Lo schema biblico giardino-Paradiso – Terra promessa – Carmelo lo possiamo intravedere quindi nella Salve Regina attraverso l’“esilio” dei “figli di Eva” affermando pure che la Terra promessa ritrovata dopo l’esilio è Gesù, il “frutto benedetto” del ventre di Maria, il frutto che è dato da gustare nella terra del Carmelo. Inoltre il titolo Regina all’inizio suggerisce l’idea di colei che è la Regina del cielo e della terra, la Domina, quella che i primi eremiti Carmelitani all’inizio del XIII secolo consideravano la Domina loci, la Signora del luogo, cioè la Signora del Monte Carmelo.

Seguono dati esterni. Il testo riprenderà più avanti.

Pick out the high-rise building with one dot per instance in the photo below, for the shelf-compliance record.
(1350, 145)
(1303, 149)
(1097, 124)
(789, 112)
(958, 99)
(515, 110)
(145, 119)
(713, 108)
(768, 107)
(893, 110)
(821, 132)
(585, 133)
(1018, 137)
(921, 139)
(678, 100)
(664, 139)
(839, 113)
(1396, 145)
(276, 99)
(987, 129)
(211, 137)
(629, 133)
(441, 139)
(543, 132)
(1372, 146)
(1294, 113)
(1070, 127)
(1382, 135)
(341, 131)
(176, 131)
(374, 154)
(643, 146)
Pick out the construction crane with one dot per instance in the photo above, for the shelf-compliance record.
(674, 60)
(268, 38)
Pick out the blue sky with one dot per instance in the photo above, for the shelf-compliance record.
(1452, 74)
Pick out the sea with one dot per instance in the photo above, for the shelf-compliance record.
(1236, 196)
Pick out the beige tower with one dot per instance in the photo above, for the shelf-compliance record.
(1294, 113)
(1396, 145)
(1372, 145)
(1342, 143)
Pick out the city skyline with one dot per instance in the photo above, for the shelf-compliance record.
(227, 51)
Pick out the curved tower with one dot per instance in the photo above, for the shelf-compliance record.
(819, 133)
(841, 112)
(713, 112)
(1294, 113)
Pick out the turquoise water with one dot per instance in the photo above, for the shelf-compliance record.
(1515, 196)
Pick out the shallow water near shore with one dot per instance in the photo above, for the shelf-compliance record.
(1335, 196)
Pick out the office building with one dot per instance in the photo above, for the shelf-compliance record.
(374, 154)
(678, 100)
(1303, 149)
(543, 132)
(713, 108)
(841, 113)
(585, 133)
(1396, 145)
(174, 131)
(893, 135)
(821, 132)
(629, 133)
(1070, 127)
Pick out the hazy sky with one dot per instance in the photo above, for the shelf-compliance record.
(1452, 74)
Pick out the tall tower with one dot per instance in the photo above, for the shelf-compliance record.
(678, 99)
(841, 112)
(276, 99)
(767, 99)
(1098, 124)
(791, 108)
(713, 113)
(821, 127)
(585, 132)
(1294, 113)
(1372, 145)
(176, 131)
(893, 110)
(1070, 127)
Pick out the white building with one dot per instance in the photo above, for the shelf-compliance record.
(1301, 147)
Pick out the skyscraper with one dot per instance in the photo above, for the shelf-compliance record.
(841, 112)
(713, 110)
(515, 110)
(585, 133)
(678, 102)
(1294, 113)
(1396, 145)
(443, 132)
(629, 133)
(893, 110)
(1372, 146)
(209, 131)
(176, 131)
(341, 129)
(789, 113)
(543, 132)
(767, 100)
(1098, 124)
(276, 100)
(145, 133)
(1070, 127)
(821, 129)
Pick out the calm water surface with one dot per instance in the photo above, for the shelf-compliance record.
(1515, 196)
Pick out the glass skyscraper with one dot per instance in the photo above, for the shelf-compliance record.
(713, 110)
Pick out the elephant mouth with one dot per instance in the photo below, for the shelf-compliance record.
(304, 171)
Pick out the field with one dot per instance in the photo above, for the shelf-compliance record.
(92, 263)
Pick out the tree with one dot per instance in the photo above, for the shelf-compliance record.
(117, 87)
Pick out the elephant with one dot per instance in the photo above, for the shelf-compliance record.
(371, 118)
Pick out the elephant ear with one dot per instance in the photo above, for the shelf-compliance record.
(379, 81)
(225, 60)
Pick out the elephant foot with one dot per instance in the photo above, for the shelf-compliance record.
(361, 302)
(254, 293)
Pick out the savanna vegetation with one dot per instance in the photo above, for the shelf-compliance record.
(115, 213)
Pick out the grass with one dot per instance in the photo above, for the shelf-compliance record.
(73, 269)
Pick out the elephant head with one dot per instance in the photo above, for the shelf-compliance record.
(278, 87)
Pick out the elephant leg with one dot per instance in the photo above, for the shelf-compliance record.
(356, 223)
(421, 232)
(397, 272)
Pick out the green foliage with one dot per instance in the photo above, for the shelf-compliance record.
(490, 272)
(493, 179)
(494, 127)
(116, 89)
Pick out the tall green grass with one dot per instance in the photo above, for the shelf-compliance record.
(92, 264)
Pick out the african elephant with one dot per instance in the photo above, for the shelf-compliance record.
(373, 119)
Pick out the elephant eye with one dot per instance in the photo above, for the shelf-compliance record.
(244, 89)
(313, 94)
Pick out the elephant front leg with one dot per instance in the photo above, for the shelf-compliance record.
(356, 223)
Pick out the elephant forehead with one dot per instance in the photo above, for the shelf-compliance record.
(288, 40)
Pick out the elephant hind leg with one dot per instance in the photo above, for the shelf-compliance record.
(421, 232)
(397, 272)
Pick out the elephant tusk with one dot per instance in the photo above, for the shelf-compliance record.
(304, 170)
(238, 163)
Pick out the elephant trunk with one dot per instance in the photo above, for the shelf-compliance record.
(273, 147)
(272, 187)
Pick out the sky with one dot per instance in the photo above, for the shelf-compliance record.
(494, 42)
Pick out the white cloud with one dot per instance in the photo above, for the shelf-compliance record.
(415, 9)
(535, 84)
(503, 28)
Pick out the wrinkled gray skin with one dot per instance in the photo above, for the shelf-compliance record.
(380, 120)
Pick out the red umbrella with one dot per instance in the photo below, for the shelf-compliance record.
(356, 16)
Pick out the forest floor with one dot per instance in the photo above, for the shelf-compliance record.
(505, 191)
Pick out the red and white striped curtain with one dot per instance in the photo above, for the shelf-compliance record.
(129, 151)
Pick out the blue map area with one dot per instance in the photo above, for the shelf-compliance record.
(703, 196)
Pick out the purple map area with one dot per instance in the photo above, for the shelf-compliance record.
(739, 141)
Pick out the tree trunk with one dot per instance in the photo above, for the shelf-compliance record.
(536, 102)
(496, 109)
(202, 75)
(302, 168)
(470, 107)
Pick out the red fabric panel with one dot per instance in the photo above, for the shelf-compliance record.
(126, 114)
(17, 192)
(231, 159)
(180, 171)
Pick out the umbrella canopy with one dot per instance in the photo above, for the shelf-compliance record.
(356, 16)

4.2 L'Avvocata "nostra": la sopravvivenza dei Carmelitani

Il titolo mariano di Regina (madre) di misericordia è declinato poi nella Salve Regina come Advocata nostra quando si supplica Maria di rivolgere verso di noi i suoi occhi misericordiosi. Ma Maria non è sola, è col suo bambino tra le braccia, poiché lo tende verso di noi quando noi chiediamo che ella ci mostri il frutto benedetto del suo seno, Gesù. Ad una prima richiesta di guardarci succede una richiesta di mostrarci Gesù, realizzando così uno scambio di sguardi: lo sguardo di Maria verso di noi, il nostro verso Gesù tra le braccia di Maria che ce lo fa vedere più da vicino. E Gesù stesso sembra il Paradiso che ci è dato dopo l’esilio di questa vita trascorsa in una valle di lacrime, il frutto benedetto della Terra benedetta del Carmelo.

L’invocazione a Maria Advocata nostra corrispondeva bene alla situazione dei primi Carmelitani del XIII secolo che si trovavano in una situazione difficile per la sopravvivenza stessa dell’Ordine in Europa, il quale era stato sull’orlo di essere soppresso più volte dall’autorità ecclesiastica, se non avesse dimostrato la sua antichità secondo le indicazioni del Concilio Lateranense IV del 1215. Questa situazione di incertezza durò fino al 1298 con la definitiva approvazione di Bonifacio VIII, e i Carmelitani sentirono allora certamente di più Maria come loro Avvocata che li aveva difesi e sostenuti. Ma l’hanno certamente sentita anche di più come madre piena di misericordia che “generava” di nuovo l’Ordine come aveva fatto all’inizio.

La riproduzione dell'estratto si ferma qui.